Letters of wishes are guidance, not instructions
Letters of wishes remain a valuable tool, but they are frequently misunderstood. Trustees must consider them carefully, yet cannot treat them as binding directions. Courts have shown a willingness to unwind decisions where trustees have appeared to surrender their discretion, even where outcomes appear objectively or contextually reasonable.
The challenge is compounded by time. Family circumstances, asset values and tax regimes evolve, meaning historic wishes may no longer align with beneficiaries’ best interests. Letters of wishes should therefore be actively 'stress tested' against current realities and an emphasis on independent decision-making are essential.
Cross-border complexity and the need for flexibility
Modern trusts must operate across jurisdictions, exposing them to shifting tax regimes and regulatory requirements. Unanticipated changes, such as beneficiary relocation or legislative reform, can cause tax inefficiencies, reporting failures or enforcement risks. In many cases, the difficulty arises not from the structure itself, but from changes not being communicated to trustees in a timely manner.
Flexibility in trust design is therefore critical. Powers to change governing law, trustees or beneficiary classes can help structures adapt over time. However, flexibility must be balanced with careful oversight to ensure powers are exercised properly and in accordance with the trust’s purpose.
Trust governance over structure
The key lesson for trustees is clear: robust governance matters as much as technical design.
Trustees should prioritise clarity of roles, proactive communication, and disciplined decision-making. Protectors, if used, must understand and discharge their responsibilities with independence and professionalism.
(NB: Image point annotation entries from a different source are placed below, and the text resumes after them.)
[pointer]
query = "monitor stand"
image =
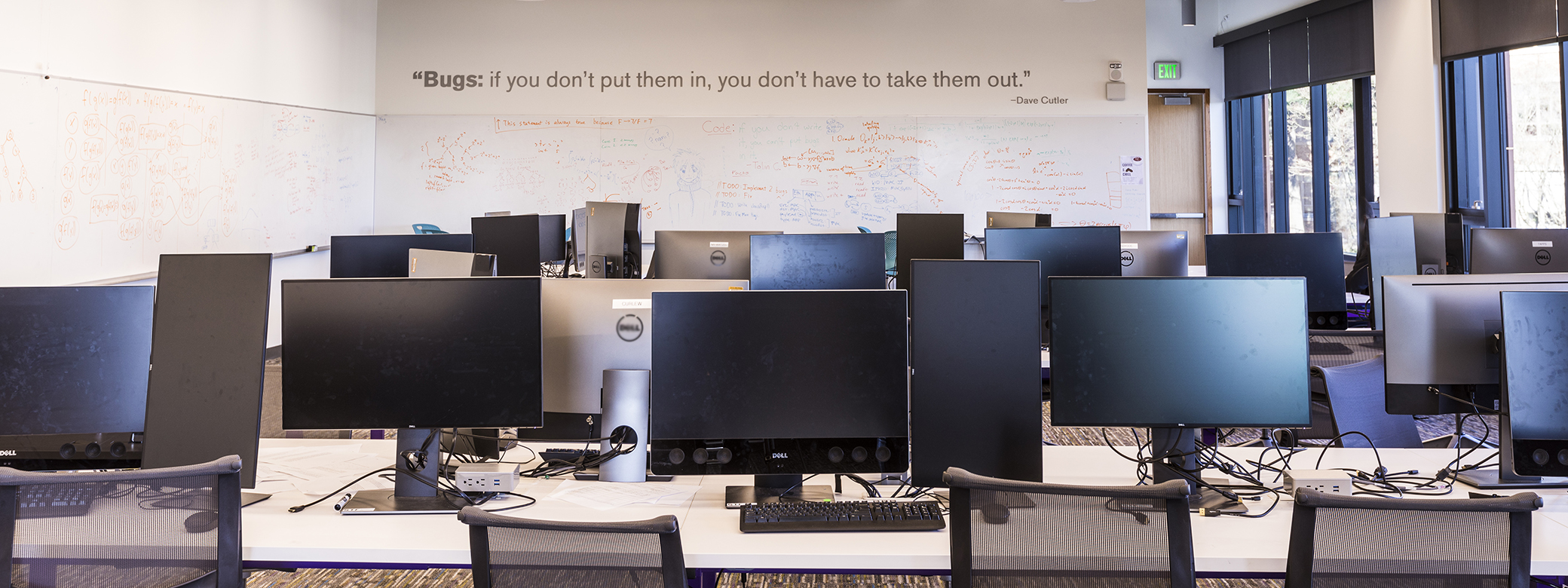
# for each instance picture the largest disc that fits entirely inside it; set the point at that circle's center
(1183, 443)
(772, 488)
(409, 496)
Ultimately, a well-functioning trust is not static. It requires ongoing engagement, thoughtful stewardship, and a willingness to adapt – ensuring the structure continues to serve its purpose long after it is established.
Many of the most difficult issues can be avoided where structures are stress-tested early and relationships are managed as carefully as the legal framework itself.
This publication is a general summary of the law. It should not replace legal advice tailored to your specific circumstances.